Ever wondered what it’s like to be a digital nomad?
Read our digital nomad interview series where we talk to people living their own unique lifestyles abroad, while working online. No two stories are the same; get insight and advice from our peers and shed light on the efficacy of your own plans through the experiences of others.
Meet the Wagoners, a Digital Nomad Family
We are Heidi and Alan Wagoner, with our 2 kids Lars and Anya (15 & 12). We were on that Hamster Wheel of Life: get up, go to work, work more, get home, eat dinner, go to bed, rinse and repeat. There just had to be more to life than that! With only a few weeks of vacation per year, we just couldn’t provide our kids with much more than a sample of another culture. We were both had very successful jobs, but every year the companies were downsizing. We knew it was just a matter of time before it was our turn.

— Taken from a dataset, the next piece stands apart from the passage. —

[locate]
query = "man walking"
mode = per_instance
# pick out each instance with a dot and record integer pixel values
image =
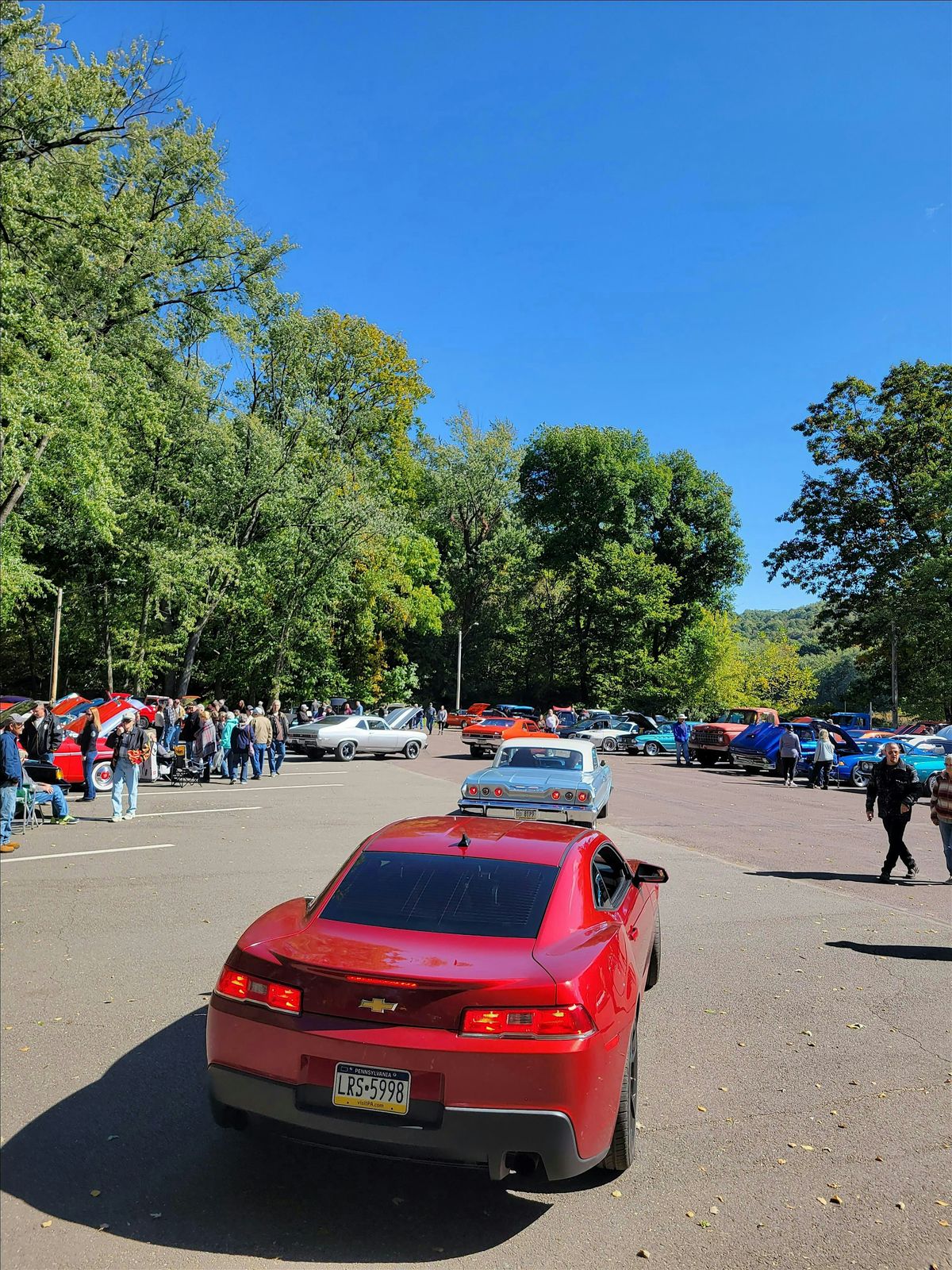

We decided to take matters into our own hands. We saved money, sold our home, quit our jobs and designed our own lifestyle.
We left the USA in August of 2012 and headed to Spain for 1-2 years. Our plan was to immerse the kids into the Spanish culture with a focus on them becoming fluent in Spanish. After our time in Spain, we had enough money set aside to stay in Spain another year or go for a different experience.
The family voted and it was off to a nomadic lifestyle through southeast Asia. This was an amazing experience for us. We met some wonderful fellow travelers and nomads and learned more about blog monetization and ways to earn an income. Here we are after nearly 5 years and we are still going. We are back in Spain as our home base, as we wanted to maintain our Spanish residency, which provides us easy access to the rest of Europe.
How did your friends and family take your decision to become digital nomads?
There were two camps of people, those who were envious and supportive and those who thought we were crazy. Both sets had plenty to say about our choice, but those who thought we were crazy just couldn’t understand and there was no way we could change their minds.
Our best bit of advice is to go with your gut, learn from your mistakes, and don’t let others provide excuses for you not to live your dream.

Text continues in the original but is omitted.